Recent advances in HgCdTe, micro-bolometers and SiGe technology have enabled a new generation of infrared technology including multi-spectral instruments for various military, space and medical applications. These technologies have led to the development of single and dual-band IR focal plane arrays. Our detector and focal plane array efforts offer advantages at the system level for weight reduction, lower cost and higher sensitivity in spectral bands of interest. Our strategy includes accurate modeling and simulation to reduce initial materials and system development costs. For the past few years our focus has been on HgCdTe materials for thermal (LWIR) applications that stem from the market growth in the medical and military sectors. We have also focused on SiGe as an alternative technology to InGaAs for short wave infrared applications. The short wave technology is also needed to address the growing market in industrial, agricultural and military sectors.

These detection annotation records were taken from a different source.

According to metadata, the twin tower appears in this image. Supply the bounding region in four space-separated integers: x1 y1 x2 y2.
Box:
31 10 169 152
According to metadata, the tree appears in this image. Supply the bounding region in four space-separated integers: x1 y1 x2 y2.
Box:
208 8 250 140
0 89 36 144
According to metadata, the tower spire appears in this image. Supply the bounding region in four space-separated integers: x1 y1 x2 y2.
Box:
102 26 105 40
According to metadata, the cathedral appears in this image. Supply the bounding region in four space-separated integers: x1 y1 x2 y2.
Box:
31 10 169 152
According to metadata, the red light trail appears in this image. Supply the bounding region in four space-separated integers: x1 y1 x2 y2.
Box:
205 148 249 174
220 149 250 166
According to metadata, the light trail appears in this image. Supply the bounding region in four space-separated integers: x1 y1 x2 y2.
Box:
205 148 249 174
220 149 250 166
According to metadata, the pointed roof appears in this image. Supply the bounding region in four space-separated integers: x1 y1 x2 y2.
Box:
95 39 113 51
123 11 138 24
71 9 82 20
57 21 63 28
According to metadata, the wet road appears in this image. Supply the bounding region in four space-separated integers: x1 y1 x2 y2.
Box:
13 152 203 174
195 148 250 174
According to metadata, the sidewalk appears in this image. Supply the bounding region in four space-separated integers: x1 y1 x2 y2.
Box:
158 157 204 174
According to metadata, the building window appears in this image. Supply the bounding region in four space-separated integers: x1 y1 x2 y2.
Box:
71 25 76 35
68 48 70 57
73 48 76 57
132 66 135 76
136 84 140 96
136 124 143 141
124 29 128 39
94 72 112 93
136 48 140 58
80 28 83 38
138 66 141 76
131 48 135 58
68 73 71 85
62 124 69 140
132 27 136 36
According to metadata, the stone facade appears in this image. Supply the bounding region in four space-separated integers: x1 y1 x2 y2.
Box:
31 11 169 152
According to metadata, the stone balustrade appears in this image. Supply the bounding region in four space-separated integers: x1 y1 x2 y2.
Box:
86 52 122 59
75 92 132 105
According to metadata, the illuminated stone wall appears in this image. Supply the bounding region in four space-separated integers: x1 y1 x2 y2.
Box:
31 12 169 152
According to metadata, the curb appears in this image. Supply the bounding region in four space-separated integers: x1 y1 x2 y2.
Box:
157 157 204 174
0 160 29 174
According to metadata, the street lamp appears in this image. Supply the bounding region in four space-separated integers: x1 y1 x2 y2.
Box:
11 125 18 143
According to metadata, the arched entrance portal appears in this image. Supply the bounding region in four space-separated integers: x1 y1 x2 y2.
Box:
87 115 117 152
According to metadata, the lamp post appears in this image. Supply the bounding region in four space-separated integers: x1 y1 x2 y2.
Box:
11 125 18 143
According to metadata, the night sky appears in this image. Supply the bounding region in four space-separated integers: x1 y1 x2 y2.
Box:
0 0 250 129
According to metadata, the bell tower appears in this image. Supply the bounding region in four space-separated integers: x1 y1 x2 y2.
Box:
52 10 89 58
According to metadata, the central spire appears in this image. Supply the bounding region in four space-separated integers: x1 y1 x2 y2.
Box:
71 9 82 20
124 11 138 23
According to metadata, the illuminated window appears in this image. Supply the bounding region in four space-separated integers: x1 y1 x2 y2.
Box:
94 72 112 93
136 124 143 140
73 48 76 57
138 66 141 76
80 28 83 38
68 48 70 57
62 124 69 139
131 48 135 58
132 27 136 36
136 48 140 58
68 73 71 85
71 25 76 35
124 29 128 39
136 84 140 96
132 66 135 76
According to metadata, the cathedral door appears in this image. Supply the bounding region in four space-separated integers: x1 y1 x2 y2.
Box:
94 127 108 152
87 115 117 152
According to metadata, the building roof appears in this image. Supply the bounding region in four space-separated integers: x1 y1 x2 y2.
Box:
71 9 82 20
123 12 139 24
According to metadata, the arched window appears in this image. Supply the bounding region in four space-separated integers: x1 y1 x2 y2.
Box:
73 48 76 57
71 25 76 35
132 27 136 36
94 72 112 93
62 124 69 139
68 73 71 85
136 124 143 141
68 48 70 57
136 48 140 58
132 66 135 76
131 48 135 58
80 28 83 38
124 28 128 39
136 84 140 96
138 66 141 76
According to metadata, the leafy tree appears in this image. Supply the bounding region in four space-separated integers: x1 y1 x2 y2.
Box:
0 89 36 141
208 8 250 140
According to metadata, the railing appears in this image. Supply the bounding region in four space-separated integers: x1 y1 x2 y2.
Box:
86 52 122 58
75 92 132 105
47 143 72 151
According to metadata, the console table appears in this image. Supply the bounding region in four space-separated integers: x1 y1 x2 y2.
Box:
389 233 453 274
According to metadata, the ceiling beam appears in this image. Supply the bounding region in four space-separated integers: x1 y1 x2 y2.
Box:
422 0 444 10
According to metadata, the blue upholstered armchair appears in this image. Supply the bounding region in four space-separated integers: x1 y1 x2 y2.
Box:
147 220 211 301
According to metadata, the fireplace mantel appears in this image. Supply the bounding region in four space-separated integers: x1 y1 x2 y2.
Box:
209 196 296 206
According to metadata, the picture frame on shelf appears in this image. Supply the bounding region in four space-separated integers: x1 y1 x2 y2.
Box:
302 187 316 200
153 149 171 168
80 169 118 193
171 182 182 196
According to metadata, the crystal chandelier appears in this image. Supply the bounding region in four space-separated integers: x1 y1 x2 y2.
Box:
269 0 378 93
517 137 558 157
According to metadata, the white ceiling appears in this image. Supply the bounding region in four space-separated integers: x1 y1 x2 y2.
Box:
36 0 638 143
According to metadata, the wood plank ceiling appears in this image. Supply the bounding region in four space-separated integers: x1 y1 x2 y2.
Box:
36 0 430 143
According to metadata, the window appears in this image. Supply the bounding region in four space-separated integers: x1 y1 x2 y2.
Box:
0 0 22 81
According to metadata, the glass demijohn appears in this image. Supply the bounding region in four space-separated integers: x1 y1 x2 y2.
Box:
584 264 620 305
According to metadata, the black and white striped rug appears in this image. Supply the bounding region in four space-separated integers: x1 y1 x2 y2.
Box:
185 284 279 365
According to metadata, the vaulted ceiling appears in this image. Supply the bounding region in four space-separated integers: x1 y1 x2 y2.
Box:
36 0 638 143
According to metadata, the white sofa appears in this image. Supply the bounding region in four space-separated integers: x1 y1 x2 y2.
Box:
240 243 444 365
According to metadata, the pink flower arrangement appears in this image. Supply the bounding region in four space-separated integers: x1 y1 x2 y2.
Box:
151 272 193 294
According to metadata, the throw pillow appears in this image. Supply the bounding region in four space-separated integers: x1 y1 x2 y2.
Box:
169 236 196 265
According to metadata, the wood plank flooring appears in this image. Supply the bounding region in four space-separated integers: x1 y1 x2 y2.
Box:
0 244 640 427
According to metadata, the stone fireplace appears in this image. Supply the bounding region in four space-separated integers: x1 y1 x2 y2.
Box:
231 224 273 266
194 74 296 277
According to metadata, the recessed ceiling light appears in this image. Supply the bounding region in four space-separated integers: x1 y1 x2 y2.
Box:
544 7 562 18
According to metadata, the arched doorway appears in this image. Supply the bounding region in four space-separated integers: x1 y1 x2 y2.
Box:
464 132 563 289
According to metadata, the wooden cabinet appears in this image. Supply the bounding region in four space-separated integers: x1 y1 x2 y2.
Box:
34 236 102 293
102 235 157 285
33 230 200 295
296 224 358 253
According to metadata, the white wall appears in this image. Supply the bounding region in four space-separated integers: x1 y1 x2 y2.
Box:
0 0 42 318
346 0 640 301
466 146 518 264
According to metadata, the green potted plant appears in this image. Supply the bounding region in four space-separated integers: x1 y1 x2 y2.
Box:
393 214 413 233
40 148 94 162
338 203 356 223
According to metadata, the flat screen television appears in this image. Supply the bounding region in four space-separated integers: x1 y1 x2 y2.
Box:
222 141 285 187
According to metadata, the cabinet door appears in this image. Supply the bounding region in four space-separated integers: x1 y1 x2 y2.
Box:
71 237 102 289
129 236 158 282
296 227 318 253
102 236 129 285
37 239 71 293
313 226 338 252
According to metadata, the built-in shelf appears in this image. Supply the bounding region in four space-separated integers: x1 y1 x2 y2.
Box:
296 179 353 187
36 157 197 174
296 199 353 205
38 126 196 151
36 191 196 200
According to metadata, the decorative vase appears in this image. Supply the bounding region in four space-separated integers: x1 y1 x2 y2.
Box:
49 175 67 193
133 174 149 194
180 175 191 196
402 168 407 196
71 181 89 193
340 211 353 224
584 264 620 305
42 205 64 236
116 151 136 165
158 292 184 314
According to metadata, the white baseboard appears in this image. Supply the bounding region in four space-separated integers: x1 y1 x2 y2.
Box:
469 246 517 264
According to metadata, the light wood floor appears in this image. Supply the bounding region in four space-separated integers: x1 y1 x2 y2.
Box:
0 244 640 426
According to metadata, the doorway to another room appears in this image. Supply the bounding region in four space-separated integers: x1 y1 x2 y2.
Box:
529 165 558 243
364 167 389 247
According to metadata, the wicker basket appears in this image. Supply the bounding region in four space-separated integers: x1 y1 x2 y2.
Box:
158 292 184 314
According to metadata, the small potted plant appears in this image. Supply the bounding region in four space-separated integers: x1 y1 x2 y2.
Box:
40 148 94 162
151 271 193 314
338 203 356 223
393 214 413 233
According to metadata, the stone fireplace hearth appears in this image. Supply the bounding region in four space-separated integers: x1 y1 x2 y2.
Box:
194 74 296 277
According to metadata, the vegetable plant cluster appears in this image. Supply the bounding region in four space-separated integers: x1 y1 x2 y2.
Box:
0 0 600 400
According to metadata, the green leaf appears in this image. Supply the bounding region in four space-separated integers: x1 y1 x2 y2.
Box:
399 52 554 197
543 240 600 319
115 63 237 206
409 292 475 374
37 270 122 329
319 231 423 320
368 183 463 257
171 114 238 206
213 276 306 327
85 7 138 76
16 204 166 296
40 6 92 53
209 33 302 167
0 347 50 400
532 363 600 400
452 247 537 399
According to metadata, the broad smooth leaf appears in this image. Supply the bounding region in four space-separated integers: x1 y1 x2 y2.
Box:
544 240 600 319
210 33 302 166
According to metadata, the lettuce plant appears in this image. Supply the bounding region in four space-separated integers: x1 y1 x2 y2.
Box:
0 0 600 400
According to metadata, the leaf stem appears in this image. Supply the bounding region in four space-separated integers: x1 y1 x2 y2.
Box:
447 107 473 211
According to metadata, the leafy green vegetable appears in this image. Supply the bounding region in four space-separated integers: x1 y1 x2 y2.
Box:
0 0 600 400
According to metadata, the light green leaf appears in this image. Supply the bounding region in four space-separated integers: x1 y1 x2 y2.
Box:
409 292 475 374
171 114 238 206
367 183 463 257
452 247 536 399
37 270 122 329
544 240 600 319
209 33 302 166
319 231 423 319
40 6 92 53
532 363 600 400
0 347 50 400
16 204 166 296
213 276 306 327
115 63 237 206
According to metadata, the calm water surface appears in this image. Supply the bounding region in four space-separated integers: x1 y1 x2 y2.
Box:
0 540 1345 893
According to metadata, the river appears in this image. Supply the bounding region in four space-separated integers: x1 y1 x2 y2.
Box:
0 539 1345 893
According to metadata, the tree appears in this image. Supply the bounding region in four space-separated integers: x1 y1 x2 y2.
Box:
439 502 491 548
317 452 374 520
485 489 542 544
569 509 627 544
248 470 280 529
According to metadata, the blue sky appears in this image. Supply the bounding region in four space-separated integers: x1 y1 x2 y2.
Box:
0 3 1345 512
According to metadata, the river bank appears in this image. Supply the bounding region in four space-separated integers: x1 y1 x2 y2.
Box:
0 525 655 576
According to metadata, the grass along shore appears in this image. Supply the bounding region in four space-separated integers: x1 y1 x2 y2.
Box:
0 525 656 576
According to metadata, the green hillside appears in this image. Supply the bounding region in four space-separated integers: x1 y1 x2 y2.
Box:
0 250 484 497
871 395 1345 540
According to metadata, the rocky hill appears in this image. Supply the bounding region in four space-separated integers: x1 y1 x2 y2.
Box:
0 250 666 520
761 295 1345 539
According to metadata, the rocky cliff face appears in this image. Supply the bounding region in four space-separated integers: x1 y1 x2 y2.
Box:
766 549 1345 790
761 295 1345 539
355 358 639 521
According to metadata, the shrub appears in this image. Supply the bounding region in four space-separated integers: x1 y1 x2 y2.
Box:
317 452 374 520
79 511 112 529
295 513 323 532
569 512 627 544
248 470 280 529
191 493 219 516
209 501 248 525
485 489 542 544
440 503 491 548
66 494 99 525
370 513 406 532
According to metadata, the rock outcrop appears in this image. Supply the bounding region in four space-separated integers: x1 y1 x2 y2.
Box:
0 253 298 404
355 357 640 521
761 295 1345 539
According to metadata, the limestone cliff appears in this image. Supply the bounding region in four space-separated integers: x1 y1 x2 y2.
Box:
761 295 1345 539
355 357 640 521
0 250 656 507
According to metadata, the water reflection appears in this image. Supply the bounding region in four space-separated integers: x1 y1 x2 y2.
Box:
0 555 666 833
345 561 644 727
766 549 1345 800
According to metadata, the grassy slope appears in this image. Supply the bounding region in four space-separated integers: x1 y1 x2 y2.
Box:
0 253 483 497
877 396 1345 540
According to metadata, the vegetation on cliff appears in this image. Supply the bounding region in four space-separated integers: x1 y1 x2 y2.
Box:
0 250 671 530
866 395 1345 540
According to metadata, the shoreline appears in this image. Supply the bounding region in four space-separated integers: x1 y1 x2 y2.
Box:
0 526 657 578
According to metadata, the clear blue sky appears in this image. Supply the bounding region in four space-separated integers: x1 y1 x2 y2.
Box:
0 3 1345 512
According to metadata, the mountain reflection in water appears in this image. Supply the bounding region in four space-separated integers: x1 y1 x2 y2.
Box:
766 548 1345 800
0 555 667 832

Our typical approach to HgCdTe FPAs is a hybrid design. By far the most important application of HgCdTe arrays is in large two-dimensional hybrid FPAs. A hybrid HgCdTe FPA consists of a two-dimensional HgCdTe photovoltaic detector array that is interfaced electrically, thermally and mechanically with a matching two-dimensional array of input circuits in a Readout Integrated Circuit chip. Each HgCdTe detector element in the array has one electrical connection to its matching input circuit node in the silicon ROIC. For simultaneous multi-color detection, there are two interconnect per unit cell for input signal for each color in to the silicon ROIC. The advantages of the back-illuminated configuration are several. The detector processing is done prior to integration with the silicon ROIC, allowing use of pre-tested ROIC chips. The entire area of each detector in the array is optically active; there are no losses due to contact holes or contact grid metallization layers. Each HgCdTe detector element in the array has one electrical connection to its matching input circuit node in the silicon ROIC.
Reference
"M. B. Reine, "Photovoltaic Detectors in HgCdTe," Chapter 12 in Infrared Detectors and Emitters: Materials and Devices, ed. by P. Capper and C. T. Elliott (Kluwer Academic Publishers, Boston, 2000)."
We are also developing SiGe based short wave FPA technology. Our process is on 12-inch substrates to reduce cost per die. Ou SiGe process allows for low dark currents and high signal to noise ratio. The SiGe process is being developed at the CNSE foundry.
Overall, we are focused on short wave and long wave applications to address the relevant market sectors that require these types of imaging systems. Further, our offerings also includes UV detectors and FPAs for various NASA, commercial and military applications.